As I said earlier, I wrote this book when I wanted to write something completely different. When it was finished, and I knew what it was, I wanted to connect it aesthetically to this particular period in Icelandic literary history, the ’60s and ’70s, the heyday of some of my idols. I did drawings in black ink and cut out collages in black and white, that illustrate the second act of the book. The original Icelandic book cover is in red and white, very much a nod to covers of books by writers like Ásta and Svava, as well as Jakobína Sigurðardóttir and Vilborg Dagbjartsdóttir. My designer, Kjartan Hreinsson, made the cover very sexy and modern, while staying true to the aesthetic.
So, yes, this conversation is indeed happening. Inside the book and outside.
RB: Lastly, in the third section of the book, you imagine a kind of apocalyptic utopia, The Whore’s City, which is feminist, a little strange, beautiful, and, most importantly, accepting. What does your personal utopia look like?
BH: This book is about doors, about open doors and closed doors. I see the first part of the book as the closed door, the final part is the open door, and the middle is a sort of a limbo in between. The final chapter is definitely a Utopia, not necessarily apocalyptic, but certainly strange. In this part, I really allow myself to let loose my inner surrealist. I do view myself as a proper surrealist, in the way that I believe that a surreal depiction of our world can be a more honest way of portraying it than through realism. We live in a world full of butterflies, a world where innocent children are crushed beneath buildings, a world where some people eat poisonous fish and others eat bread leavened with fungus and bacteria. All this is normal in our strange world.
I don’t know what my Utopia looks like, but I know I must believe in it.
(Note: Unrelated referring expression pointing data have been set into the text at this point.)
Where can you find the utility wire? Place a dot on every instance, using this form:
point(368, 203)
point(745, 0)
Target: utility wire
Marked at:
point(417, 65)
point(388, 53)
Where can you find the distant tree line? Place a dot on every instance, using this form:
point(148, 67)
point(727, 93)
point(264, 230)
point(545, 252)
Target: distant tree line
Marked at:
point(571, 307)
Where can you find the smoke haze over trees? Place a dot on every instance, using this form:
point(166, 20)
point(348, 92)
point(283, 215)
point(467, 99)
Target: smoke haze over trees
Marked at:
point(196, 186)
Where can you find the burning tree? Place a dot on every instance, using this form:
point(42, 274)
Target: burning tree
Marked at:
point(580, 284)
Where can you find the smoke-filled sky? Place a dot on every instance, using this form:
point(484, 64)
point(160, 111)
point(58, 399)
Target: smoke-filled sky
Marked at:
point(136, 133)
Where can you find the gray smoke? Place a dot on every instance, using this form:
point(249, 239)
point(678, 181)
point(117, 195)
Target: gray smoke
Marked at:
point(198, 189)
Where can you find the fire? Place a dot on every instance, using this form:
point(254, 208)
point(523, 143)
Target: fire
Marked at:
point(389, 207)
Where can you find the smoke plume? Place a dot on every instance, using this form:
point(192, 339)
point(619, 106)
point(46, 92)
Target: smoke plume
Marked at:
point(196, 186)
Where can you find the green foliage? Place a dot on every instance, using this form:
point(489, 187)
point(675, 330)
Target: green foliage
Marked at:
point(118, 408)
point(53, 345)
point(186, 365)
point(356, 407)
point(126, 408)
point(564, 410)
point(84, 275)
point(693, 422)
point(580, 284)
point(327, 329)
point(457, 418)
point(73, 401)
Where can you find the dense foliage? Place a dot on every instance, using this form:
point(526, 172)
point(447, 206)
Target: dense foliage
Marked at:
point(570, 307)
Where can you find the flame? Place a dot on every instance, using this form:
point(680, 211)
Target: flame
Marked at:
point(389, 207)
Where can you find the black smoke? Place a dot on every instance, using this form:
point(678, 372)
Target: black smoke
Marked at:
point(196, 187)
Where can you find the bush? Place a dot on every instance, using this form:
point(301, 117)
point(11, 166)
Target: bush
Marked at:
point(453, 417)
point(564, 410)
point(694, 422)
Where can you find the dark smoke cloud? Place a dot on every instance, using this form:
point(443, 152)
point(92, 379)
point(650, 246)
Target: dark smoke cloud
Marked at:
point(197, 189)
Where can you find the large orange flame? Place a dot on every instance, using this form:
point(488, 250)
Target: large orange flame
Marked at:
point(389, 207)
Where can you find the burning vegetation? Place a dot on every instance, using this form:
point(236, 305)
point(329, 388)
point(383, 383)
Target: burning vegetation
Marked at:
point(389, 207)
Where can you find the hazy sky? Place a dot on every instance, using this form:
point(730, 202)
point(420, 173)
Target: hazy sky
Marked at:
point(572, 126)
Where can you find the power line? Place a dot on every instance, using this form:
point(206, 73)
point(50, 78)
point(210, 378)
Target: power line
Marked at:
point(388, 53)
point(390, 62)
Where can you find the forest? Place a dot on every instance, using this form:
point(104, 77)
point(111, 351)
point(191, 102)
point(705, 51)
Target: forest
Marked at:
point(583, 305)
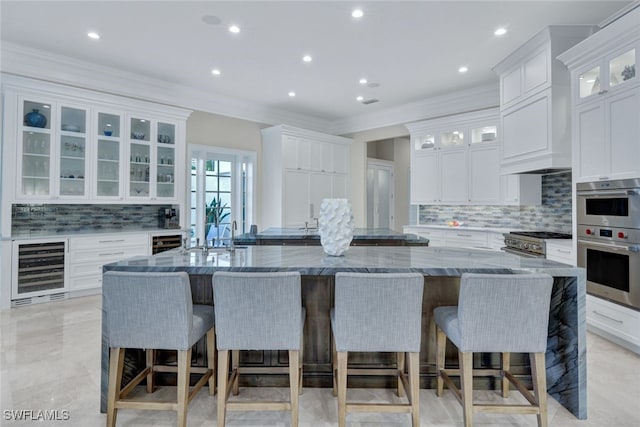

We have been made to believe that Utopia is unreachable. This is the cruel, political mission of the powers-that-be. But we have to believe. We cannot succumb to total cynicism. That is why I chose to end my book like this, like an old school modernist. The Utopia, The Whore’s City in the end of the book, is as plausible a world as any. It might seem scary, but it is mostly beautiful, truly, truly beautiful.